During the coming weekend, the Eritrean delegation is scheduled to hold public meetings for Eritreans in Durban and Johannesburg. (Reportage on the delegation mission to South Africa will follow soon).

Printed below is the text of the press statement read as introduction to the press conference on Eritrea.



(For immediate release)

The dictatorial regime is destroying Eritrea and causing untold suffering on its people. The prevailing political, economic and social situation has created an appalling human condition. Arbitrary arrests, indefinite detention, forced disappearances, extrajudicial killings, etc., have rendered the country unlivable for its people. The state of sever repression has caused mass exodus, particularly of the youth, at an alarming proportion. 

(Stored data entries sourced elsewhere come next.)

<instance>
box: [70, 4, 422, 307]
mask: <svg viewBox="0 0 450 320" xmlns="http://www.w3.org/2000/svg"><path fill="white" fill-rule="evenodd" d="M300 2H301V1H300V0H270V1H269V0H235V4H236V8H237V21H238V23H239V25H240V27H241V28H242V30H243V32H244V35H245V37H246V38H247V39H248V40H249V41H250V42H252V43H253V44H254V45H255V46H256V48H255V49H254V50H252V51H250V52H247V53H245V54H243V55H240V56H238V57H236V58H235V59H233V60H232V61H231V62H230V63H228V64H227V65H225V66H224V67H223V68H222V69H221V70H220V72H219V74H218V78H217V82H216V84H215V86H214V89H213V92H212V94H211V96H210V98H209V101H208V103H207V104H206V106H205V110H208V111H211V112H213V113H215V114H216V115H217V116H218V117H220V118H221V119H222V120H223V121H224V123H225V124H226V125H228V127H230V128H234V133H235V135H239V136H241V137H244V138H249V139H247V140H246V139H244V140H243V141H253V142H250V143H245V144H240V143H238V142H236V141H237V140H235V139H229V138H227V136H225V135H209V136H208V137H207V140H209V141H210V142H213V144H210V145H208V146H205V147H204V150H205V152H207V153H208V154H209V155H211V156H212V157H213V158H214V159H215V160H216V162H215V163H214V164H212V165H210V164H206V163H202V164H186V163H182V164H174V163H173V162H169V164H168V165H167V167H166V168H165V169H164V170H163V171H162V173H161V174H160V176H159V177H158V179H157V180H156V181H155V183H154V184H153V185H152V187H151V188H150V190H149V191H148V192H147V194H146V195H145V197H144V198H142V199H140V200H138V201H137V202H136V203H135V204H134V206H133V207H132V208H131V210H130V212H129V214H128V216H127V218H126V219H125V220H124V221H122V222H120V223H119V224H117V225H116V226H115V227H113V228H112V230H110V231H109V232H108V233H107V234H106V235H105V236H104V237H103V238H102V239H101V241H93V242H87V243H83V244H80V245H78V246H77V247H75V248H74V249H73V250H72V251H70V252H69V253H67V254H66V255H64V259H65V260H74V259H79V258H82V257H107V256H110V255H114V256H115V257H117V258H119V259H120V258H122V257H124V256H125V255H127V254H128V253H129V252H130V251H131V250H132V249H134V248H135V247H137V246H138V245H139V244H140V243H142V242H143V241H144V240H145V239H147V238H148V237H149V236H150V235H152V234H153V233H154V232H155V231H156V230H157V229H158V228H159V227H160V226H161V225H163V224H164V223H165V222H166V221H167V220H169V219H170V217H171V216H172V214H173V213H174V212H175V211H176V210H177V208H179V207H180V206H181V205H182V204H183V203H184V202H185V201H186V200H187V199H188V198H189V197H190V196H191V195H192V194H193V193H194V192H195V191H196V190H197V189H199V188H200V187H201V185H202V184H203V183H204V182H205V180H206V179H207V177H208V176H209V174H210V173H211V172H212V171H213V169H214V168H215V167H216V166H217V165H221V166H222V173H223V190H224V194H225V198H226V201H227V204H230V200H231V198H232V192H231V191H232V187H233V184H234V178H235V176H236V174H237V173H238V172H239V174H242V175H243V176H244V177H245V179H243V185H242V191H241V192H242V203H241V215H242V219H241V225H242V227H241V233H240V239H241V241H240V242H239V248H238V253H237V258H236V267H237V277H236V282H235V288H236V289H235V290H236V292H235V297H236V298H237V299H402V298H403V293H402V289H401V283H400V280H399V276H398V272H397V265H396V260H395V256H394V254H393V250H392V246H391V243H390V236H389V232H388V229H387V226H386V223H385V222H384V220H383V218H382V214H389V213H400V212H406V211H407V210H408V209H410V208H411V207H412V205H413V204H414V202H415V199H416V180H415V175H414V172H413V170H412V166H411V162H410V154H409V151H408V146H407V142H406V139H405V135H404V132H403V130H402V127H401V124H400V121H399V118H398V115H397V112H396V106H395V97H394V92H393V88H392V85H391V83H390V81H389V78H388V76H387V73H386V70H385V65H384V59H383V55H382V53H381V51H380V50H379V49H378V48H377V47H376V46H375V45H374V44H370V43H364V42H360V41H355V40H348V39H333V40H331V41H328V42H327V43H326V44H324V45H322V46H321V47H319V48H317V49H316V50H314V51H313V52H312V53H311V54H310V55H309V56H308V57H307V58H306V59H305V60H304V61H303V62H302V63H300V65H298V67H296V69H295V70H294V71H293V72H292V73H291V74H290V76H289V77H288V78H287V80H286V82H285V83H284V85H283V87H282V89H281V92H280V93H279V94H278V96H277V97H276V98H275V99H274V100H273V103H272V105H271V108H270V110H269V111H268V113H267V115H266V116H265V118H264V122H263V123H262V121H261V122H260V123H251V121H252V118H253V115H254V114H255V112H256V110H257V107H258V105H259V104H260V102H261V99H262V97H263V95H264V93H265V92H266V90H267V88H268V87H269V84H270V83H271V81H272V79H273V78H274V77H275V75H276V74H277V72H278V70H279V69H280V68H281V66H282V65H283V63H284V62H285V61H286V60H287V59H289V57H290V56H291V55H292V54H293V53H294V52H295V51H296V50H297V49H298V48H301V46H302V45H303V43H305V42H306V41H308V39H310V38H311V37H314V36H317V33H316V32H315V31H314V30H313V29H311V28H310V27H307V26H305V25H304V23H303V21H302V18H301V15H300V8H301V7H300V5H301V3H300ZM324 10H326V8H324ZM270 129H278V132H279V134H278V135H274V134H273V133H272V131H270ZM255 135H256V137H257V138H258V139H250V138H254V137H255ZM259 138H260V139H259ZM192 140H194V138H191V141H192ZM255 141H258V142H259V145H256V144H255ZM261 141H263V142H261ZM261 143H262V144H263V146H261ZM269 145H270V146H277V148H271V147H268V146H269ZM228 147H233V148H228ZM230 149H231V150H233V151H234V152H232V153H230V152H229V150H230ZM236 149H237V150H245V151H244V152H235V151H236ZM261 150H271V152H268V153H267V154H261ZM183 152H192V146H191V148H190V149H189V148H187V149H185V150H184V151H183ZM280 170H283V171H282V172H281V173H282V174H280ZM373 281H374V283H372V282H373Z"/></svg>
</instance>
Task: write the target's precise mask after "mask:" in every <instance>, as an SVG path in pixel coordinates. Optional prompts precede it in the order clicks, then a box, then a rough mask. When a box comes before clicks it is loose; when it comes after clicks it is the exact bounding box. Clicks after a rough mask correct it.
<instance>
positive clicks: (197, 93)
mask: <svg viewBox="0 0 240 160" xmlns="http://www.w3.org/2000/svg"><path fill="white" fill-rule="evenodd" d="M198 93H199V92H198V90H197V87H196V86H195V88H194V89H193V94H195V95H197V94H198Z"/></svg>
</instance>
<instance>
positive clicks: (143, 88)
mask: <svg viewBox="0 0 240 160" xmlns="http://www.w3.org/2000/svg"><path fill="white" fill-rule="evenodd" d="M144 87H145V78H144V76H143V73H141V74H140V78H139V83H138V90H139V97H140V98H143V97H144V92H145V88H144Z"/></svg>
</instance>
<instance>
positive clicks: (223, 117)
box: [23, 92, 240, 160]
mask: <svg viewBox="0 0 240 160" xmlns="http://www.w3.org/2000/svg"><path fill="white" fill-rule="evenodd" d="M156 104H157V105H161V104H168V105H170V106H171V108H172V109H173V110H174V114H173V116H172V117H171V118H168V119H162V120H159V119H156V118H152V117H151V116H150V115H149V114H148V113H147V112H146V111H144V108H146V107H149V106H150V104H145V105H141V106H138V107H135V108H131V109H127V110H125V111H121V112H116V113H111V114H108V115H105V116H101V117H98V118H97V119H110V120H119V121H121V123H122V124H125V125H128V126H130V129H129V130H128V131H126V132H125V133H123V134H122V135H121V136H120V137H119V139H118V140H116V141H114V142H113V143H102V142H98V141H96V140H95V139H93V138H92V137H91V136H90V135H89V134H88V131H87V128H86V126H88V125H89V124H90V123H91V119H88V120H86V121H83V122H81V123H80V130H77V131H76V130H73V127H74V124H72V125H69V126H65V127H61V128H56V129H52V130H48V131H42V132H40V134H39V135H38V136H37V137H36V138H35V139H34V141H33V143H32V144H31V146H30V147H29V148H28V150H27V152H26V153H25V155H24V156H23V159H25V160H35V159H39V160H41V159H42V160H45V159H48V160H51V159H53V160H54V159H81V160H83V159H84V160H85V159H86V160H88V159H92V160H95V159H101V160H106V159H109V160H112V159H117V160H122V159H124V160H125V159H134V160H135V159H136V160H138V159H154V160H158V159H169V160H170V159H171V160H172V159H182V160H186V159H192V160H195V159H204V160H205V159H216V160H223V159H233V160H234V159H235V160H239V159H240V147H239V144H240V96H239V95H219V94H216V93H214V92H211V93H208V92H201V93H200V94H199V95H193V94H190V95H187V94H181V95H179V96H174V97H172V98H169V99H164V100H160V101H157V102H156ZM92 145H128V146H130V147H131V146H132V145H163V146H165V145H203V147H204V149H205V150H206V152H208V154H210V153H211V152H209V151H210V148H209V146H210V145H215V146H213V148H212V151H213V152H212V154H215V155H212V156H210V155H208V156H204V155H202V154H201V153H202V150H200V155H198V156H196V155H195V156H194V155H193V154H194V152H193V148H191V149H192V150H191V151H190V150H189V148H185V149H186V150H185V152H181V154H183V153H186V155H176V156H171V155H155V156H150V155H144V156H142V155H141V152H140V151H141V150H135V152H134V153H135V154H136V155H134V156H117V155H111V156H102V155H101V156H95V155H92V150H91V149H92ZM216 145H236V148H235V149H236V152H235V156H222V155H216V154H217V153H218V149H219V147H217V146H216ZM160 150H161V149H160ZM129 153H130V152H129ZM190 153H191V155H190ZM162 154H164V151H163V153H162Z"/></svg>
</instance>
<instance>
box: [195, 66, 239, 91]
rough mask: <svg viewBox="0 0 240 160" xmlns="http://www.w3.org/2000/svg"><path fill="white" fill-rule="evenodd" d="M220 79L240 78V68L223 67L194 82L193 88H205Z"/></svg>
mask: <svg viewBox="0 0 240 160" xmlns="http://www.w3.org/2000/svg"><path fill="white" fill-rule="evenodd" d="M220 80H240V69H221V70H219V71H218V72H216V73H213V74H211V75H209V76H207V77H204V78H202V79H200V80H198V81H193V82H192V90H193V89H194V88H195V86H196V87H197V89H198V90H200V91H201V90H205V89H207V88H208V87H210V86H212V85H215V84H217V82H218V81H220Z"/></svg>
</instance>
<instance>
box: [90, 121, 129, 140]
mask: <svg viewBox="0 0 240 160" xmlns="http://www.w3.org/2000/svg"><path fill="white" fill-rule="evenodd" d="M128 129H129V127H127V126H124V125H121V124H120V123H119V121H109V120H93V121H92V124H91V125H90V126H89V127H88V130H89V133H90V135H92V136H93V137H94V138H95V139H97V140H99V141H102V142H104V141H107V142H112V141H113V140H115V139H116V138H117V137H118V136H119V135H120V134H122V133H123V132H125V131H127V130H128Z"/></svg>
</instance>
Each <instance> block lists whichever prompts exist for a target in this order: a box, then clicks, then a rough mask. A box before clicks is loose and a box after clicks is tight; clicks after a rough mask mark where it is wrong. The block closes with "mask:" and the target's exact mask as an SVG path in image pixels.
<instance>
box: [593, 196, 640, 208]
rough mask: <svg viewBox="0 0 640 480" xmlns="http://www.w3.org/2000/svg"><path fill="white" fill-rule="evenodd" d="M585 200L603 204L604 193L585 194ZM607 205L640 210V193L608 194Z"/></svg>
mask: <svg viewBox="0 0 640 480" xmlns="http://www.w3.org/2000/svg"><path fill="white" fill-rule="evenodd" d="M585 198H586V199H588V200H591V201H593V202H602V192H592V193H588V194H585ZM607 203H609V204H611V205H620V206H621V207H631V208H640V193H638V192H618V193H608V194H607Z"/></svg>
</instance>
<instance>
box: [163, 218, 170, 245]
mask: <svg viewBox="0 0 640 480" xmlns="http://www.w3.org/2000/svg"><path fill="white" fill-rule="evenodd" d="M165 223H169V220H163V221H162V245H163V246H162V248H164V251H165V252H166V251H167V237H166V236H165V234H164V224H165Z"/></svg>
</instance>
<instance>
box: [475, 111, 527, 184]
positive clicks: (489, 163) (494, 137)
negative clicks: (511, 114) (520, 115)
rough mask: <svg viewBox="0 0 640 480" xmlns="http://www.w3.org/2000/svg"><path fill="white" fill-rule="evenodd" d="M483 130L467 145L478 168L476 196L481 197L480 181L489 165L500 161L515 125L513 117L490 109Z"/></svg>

Change is coming and the demise of the regime is imminent. The responsibility of national salvation has fallen on the shoulders of the growing opposition at home and abroad.  The absence of an institutional mechanism for succession and the lack of freedoms of expression, assembly and association risk the creation of a political vacuum that poses the danger of implosion. The gathering momentum towards “Unity of Purpose” within the opposition augers well for the realization of the aspirations that inspired and sustained our long struggle for freedom, justice, democracy, peace and prosperity. There is thus a need to manage the process of change to ensure an orderly transition to democracy.   

We strongly believe that international and regional solidarity can make a significant contribution to positive change in Eritrea. In this regard, we hail the 10th Southern African Civil Society Forum’s firm declaration of solidarity with the Eritrean people and the establishment of a Regional Solidarity Task Team for Eritrea. 

The Eritrean delegation participating at the SADC Council of NGOs workshop just concluded here in Johannesburg, South Africa, would like to call upon:

-                      The South African Government to grant political asylum and the necessary legal documents to Eritrean refugees in South Africa to enable them to live in security and contribute to the socioeconomic development of the country;

-                      The Southern African civil society to enhance their solidarity with the struggle of the Eritrean people for democracy, dignity and justice.

-                      The African Union to play a facilitative role in accordance with its Constitutive Act;

-                      Eritrea’s neighbours in the Greater Horn of Africa to protect the rights and ensure the safety of Eritrean refugees in accordance with international conventions.